A "hardware failure in our primary encryption hardware device"? "corrupted encryption keys"? Not exactly reassuring!
Did a hard drive fail? If so, why aren't they using RAID? And if changes automatically cascade to backups, then they're not backups. If changes cascade it's called redundancy.
From the rest of the status update it looks like they're now restoring CC data from an older set of backups. But are they? No way to tell.
It's surprising how many technical terms the status update uses and how little it actually tells about what's going on.
I'm sure that they'll come up with a more complete story of what happened in a couple of days, after they've got everything under control. Given how critical Recurly is to their customers, I think they should worded everything a little more carefully. Explain what happened in normal language. Explain what percentage of accounts is affected. Explain what they're doing now. Explain what measures they're going to put into place to prevent similar things from happening in the future. Emphasize with the customers (who completely depend on Recurly for their business). This shouldn't be rocket science.
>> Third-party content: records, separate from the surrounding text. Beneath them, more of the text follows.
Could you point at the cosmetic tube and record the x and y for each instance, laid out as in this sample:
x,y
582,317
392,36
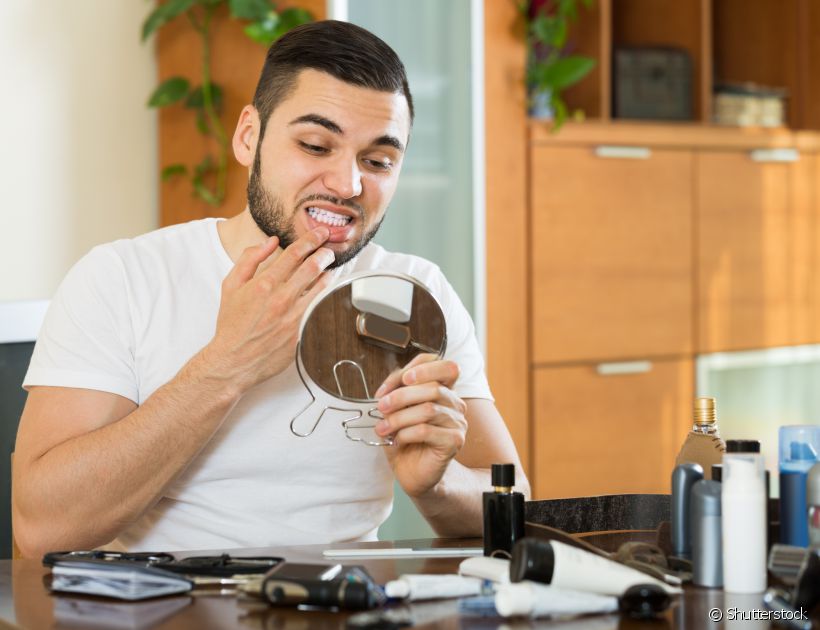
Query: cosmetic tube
x,y
707,556
743,512
799,448
417,586
539,600
568,567
684,476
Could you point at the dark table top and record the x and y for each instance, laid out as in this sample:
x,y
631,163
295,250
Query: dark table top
x,y
25,601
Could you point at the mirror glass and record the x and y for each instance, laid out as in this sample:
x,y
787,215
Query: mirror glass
x,y
354,335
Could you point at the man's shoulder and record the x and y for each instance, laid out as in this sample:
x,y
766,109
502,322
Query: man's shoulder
x,y
164,250
179,235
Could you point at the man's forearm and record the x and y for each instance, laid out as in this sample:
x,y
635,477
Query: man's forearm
x,y
454,506
85,491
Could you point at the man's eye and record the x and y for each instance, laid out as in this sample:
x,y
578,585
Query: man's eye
x,y
379,165
313,148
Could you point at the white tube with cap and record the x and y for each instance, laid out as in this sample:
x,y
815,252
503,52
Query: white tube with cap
x,y
419,586
532,599
581,570
743,506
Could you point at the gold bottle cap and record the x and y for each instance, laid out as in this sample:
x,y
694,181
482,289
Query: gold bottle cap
x,y
705,411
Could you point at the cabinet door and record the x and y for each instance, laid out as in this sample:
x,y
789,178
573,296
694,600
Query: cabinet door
x,y
755,250
609,434
611,254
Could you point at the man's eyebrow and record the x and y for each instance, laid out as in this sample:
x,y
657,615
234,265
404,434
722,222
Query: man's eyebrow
x,y
316,119
390,141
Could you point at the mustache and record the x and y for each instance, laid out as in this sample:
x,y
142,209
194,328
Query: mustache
x,y
345,203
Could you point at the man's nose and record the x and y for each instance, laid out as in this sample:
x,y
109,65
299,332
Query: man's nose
x,y
344,178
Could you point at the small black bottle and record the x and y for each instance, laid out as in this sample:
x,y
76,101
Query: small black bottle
x,y
503,513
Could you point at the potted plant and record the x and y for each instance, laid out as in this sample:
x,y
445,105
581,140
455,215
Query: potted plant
x,y
550,70
265,25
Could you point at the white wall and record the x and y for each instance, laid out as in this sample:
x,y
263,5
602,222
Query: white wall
x,y
78,161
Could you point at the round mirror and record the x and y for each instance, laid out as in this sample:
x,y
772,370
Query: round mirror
x,y
353,336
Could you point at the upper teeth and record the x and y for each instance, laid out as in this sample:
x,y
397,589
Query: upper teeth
x,y
328,217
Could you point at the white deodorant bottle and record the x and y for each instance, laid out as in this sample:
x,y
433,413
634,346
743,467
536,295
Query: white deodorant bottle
x,y
743,499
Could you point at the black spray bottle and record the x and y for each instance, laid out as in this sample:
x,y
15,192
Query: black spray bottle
x,y
503,513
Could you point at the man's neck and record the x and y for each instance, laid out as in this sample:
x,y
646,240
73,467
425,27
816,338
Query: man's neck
x,y
238,233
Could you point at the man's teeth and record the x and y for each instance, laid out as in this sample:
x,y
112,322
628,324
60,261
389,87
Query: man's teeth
x,y
330,218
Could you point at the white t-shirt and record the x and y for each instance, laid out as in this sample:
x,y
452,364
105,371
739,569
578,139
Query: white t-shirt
x,y
131,313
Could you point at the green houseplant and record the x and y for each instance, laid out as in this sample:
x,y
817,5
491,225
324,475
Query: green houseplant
x,y
549,69
204,100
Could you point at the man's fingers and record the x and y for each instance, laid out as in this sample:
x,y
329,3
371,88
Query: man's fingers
x,y
296,253
447,438
395,379
309,271
417,394
444,372
249,262
424,413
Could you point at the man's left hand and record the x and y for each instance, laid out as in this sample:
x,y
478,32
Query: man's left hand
x,y
426,419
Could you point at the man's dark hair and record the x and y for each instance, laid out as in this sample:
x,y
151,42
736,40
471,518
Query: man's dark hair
x,y
343,50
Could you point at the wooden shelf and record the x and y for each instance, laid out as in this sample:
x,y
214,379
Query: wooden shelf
x,y
771,44
672,135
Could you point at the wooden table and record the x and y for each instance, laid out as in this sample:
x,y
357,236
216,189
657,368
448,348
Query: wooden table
x,y
25,602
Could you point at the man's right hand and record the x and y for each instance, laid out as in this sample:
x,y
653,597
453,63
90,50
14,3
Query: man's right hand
x,y
263,299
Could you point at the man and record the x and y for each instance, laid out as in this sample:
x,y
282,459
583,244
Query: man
x,y
163,382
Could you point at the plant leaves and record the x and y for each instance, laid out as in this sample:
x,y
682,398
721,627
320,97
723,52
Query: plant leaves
x,y
274,26
163,14
562,73
202,169
256,10
173,170
559,109
196,97
202,123
169,91
549,30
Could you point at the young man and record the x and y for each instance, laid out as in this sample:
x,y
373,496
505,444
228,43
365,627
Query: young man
x,y
163,383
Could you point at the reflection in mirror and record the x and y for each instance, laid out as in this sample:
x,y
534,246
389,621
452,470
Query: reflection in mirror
x,y
352,337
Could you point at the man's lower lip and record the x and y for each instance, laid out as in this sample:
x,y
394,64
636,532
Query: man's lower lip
x,y
338,233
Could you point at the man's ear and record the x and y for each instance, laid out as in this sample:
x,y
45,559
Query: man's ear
x,y
246,136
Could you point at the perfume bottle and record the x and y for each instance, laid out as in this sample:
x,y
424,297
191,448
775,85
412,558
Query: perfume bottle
x,y
703,445
503,513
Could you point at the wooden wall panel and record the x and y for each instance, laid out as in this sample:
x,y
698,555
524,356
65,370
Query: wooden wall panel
x,y
612,434
237,62
754,252
611,255
506,222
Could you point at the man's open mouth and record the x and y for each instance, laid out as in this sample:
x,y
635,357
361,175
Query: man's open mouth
x,y
333,219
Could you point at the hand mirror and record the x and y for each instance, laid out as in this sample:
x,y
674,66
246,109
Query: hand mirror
x,y
352,337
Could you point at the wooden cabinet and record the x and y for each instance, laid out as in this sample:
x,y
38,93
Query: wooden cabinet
x,y
606,434
611,253
756,255
771,44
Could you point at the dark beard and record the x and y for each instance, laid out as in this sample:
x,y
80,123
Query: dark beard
x,y
269,213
When they write "primary encryption hardware device", I hear "HSM". I do not read a lot of jargon in this post. When a billing company writes to its customers, "some of our customers will need to contact some or all of their customers to have billing information re-entered", I do not sense evasion.
I don't see anything particularly unclear in that post. They're using hardware encryption devices created by a third party. These devices failed, and the entire point of these devices is that it's impossible to read the data without using them. The failure of the 'backups' may have simply been due to the same problem existing in them that caused the primary devices to fail, rather than cascading.
This is probably not a lot of data (billing information, 20M users * 2k ~ 40GB) and should have been stored in immutable snapshots down @ the 5 or 1 minute mark with those encrypted snapshots being checksummed and replicated to different systems. Each new entry to go into a distributed replicated log. Double entry book keeping (immutable data structure with checksums) has been around from what, the 1300s?
The name just got cutesy with people's money, when they shoulda been getting cutesy with good design, stuff fails. But systems shouldn't fail that handle money. There _will_ be breakage of customer accounts, there will be no getting around that. Look on the bright side, people finally have a chance to not-reup services they don't need.
At this point, it remains unclear how much of this data will be retrievable.
They may have a lot of encrypted data backed up that they can't decryption because both their primary and backup decryption devices broke. It may seem stupid not to have offsite backups of this, but it may be considered safer than allowing key's to get into the wild.